How do we talk to our kids about hard topics? Topics like the moral failure of a leader, suicide, mass shootings, divorce, etcetera can be tough for all of us as parents/grandparents to broach. I recently struggled through one of these topics with my own kids. We all probably have some different opinions as to handling these conversations but there are also plenty of things that we should definitely agree on. I want to share some of these thoughts of my own (along with some Scripture) as an encouragement and practical help for you.

  1. We are the primary teachers/disciplers of our children. It is our responsibility to teach our children no matter how hard the subject. If we don’t teach them someone else will, but probably not with the same values and beliefs that we share. This means that we can’t omit uncomfortable topics. We each must determine for ourselves what is appropriate for each age. However, my experience as a children/youth pastor and as a parent is that most kids learn about tough topics from their friends, schools, and media before their parents are ready to talk about them about those topics. Let’s change that trend.  

    4 “Listen, Israel: The LORD our God, the LORD is one., 5 Love the LORD your God with all your heart, with all your soul, and with all your strength. 6 These words that I am giving you today are to be in your heart. 7 Repeat them to your children. Talk about them when you sit in your house and when you walk along the road, when you lie down and when you get up. 8 Bind them as a sign on your hand and let them be a symbol on your forehead., 9 Write them on the doorposts of your house and on your city gates. Deuteronomy 6:4–9 (CSB)

  2. Teaching your kids is a way of life, not an event. Many times we think of teaching as a prepared lecture but for most of us, that is not the best way we learn. Using teachable moments in life (whether from our lives, others, or current events) make our instruction not only relevant but valuable to our kids, because they will see the consequences and they won’t want to make the same mistakes that we or others make.

    2 Honor your father and mother, which is the first commandment with a promise, 3 so that it may go well with you and that you may have a long life in the land. Ephesians 6:2–3 (CSB)

  3. Our teaching is an important part of their well-being and ability to prosper, especially in the difficult parts in life. Our teaching can help prevent many dangers and shape the trajectory of their lives.  

    8 Listen, my son, to your father’s instruction, and don’t reject your mother’s teaching, 9 for they will be a garland of favor on your head and pendants around your neck. Proverbs 1:8–9 (CSB)

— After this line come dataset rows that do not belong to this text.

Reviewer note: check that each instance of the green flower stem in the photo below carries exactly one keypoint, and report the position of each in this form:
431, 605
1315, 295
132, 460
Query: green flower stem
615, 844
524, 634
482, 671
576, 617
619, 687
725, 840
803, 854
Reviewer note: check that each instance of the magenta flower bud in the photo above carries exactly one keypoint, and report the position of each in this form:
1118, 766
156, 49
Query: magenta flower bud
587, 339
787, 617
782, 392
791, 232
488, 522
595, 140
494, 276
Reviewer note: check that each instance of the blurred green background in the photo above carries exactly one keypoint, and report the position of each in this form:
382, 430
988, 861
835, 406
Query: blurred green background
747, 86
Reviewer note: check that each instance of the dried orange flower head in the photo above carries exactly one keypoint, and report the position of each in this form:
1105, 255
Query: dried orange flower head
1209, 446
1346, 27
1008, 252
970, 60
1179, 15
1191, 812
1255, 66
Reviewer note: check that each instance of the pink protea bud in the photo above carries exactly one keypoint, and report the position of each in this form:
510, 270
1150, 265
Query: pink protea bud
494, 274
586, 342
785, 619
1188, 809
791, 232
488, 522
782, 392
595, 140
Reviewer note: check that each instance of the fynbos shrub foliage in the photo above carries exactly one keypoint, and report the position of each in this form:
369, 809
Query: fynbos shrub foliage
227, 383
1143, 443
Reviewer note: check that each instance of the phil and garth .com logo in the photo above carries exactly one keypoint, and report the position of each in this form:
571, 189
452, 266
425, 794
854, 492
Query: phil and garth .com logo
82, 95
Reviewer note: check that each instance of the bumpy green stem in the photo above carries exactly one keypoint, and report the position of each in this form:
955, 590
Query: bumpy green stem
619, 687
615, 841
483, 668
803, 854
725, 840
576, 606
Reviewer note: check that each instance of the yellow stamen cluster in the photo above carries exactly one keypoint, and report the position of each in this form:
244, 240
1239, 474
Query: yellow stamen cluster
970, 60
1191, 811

  4. As we teach our kids, may we not only do so out of love for them and others, but also communicate in a way that they feel our love for them and others. Ask any professional teacher, it is proven that kids and teens respond much better to positive conversations than negative. This is true in our tone and expressions toward others and when you use the positive words rather than “don’t do…”. Many times we tend to point out sin in a way that seems as though we hate people who commit those sins. It’s best to make a clear distinction between the sin and the sinner. Christ loved the sinner enough He died on the cross for them, but it’s the sin that caused us to need His death to cover our sin.

    15 But speaking the truth in love, let us grow in every way into him who is the head—Christ. Ephesians 4:15 (CSB)  

    In short, we should teach our children age appropriately, in love, as we have the opportunity, before the world teaches them on those same topics. God never told us it would be easy, but we can rest assure that He is with us.